Morales learns that Bristol has a business partnership with Pagnol the pirate and that Martha, not Nancy, is involved.

Bristol's warehouse, where the stolen goods are being kept, is the source of the plague so Morales burns it to the ground.

Martha contracts the plague and dies after shooting Bristol. Nancy joins forces with Morales to live together at Sangaree.

==Cast==
===Billed===
- Fernando Lamas as Dr. Carlos Morales
- Arlene Dahl as Nancy Darby
- Patricia Medina as Martha Darby
- Francis L. Sullivan as Dr. Bristol
- Charles Korvin as Felix Pagnol
- Tom Drake as Dr. Roy Darby
- John Sutton as Harvey Bristol
- Willard Parker as Gabriel Thatch
- Charles Evans as Judge Armstrong
- Lester Matthews as Gen. Victor Darby
- Roy Gordon as Dr. Tyrus
- Lewis L. Russell as Capt.
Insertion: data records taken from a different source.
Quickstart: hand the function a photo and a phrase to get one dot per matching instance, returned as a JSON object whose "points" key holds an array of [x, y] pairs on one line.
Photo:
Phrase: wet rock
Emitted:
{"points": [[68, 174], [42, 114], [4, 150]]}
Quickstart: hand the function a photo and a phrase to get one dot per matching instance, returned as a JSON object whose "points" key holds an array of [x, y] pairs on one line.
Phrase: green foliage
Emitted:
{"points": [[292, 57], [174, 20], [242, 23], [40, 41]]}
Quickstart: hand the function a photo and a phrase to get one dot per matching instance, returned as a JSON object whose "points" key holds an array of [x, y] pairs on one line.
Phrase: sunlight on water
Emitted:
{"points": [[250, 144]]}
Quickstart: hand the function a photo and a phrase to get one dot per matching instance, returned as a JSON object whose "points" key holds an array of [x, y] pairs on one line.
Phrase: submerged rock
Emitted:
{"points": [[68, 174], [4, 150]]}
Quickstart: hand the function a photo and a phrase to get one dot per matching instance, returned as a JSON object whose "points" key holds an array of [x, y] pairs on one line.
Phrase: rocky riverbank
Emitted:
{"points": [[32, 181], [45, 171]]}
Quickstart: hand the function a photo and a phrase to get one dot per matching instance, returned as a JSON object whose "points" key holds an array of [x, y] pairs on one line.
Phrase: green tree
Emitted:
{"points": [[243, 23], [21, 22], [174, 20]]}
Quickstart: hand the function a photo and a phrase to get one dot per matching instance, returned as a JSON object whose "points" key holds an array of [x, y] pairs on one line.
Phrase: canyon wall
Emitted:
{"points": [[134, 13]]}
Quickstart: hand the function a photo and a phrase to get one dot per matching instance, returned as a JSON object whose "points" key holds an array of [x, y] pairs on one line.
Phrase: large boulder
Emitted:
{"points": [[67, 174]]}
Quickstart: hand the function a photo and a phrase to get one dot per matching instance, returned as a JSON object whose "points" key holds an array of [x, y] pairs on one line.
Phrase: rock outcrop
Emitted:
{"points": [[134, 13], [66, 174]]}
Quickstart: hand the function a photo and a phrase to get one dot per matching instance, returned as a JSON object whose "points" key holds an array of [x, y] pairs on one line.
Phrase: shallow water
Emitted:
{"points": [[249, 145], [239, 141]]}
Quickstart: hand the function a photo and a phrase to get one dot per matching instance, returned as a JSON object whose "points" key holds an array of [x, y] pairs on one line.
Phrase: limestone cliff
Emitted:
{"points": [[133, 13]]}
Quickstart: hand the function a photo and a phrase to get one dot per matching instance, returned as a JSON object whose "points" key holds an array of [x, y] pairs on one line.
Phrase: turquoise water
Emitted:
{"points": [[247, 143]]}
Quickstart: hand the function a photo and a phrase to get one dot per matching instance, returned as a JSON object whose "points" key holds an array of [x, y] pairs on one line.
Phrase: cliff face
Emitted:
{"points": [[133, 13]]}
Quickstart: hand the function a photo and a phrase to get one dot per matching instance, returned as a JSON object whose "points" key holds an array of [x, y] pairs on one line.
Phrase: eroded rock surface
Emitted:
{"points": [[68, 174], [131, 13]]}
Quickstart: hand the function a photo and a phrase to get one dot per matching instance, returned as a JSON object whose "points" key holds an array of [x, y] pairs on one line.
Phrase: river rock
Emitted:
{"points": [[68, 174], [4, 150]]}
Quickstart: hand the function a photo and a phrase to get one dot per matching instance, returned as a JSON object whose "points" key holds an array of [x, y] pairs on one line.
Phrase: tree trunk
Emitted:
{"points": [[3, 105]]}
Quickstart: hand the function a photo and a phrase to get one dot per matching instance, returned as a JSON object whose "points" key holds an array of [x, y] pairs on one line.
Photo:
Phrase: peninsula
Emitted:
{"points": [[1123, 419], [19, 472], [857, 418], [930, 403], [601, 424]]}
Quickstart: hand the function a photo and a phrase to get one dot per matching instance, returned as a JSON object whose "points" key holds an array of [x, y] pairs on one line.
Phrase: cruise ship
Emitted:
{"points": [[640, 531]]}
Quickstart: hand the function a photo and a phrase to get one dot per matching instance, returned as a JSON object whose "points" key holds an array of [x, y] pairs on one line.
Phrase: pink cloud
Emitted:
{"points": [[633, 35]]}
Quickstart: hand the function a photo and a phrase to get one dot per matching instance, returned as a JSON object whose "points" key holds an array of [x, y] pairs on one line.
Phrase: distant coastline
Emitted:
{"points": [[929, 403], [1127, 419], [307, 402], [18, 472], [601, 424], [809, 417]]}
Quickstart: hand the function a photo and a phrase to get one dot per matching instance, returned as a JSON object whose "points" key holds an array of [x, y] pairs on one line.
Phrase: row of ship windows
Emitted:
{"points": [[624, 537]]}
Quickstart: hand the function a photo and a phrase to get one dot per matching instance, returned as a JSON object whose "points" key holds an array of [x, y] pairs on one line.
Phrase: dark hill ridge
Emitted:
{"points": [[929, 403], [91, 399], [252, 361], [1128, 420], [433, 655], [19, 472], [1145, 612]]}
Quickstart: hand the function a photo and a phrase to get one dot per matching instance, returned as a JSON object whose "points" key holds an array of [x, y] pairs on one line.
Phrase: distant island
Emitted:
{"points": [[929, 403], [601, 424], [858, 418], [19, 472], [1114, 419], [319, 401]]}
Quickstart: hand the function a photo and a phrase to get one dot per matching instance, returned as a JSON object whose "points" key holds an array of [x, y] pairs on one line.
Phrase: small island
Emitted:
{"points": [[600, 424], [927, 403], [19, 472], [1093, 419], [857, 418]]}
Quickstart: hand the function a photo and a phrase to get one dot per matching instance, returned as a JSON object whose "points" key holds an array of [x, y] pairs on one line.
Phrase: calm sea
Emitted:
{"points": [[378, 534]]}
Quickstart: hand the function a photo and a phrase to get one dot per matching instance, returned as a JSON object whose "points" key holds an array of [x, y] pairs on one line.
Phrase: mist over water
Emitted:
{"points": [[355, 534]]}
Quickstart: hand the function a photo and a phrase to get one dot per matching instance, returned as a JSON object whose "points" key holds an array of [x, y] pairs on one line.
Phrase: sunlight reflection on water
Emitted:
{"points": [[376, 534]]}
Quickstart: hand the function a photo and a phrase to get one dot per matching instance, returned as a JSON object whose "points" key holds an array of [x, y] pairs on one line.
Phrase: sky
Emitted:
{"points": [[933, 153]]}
Bronson
- Russell Gaige as McIntosh
- William Walker as Priam
- Felix Nelson as Billy
- Voltaire Perkins as Crowther

===Unbilled===
- Franklyn Farnum as Member of Medical Board
- Paul Newlan as Member of Medical Board (uncredited)
- Jack Shea as Saloon Patron (uncredited)
- Kenner G. Kemp as Saloon Patron (uncredited)
- Bill Raisch as Saloon Patron (uncredited)
- Walter Reed as Conspirator in Boat (uncredited)
- Jeffrey Sayre as Party Extra (uncredited)
- Emile Meyer as Angry Townsman (uncredited)
- Don Megowan as River Pirate (uncredited)
- Ethan Laidlaw as Bristol's Warehouse Guard (uncredited)
- Sam McDaniel as Nancy's Coachman (uncredited)

==Production==
The film was based on the novel by Frank G. Slaughter, which was published in 1948. Slaughter was a doctor turned novelist who specialised in historical fiction.

Pine-Thomas Productions purchased the film rights in March 1952. In June they hired Edward Ludwig to direct this and The Rebel. (The latter would not be made.)

By November Arlene Dahl was set as the female lead and Pine and Thomas were trying to get Tyrone Power for the male star. Eventually Fernando Lamas was borrowed from MGM.

Filming started 17 January 1953. Filming took place for ten days when Paramount chairman Adolph Zukor decided to halt, and start again in 3-D. The new technique involved a deal of adjustment.

"It was rather like doing a stage play," said Patricia Medina.

Paramount later decided to make Red Garters in 3-D.

It was the first of two films which Arlene Dahl and Fernando Lamas starred together. They also appeared in The Diamond Queen released the same year. They were married from 1954 to 1960.

David Duncan, who worked on the script, recalls visiting the set during filming. He noticed a sign which said "George Washington for President" and asked producer Bill Thomas to take it down as Washington did not become president until years after the film was set. Thomas halted production to do this but was upset when he discovered the sign would have been out of shot and was only put up as a joke.

==Reception==
In February 1953 Paramount estimated the film would earn $1.5 million as a 3-D film and $500,000 as a 2-D film.

Variety estimated the film earned $1.8 million at the North American box office during its first year of release.

The film earned between $150,000 to $300,000 in France.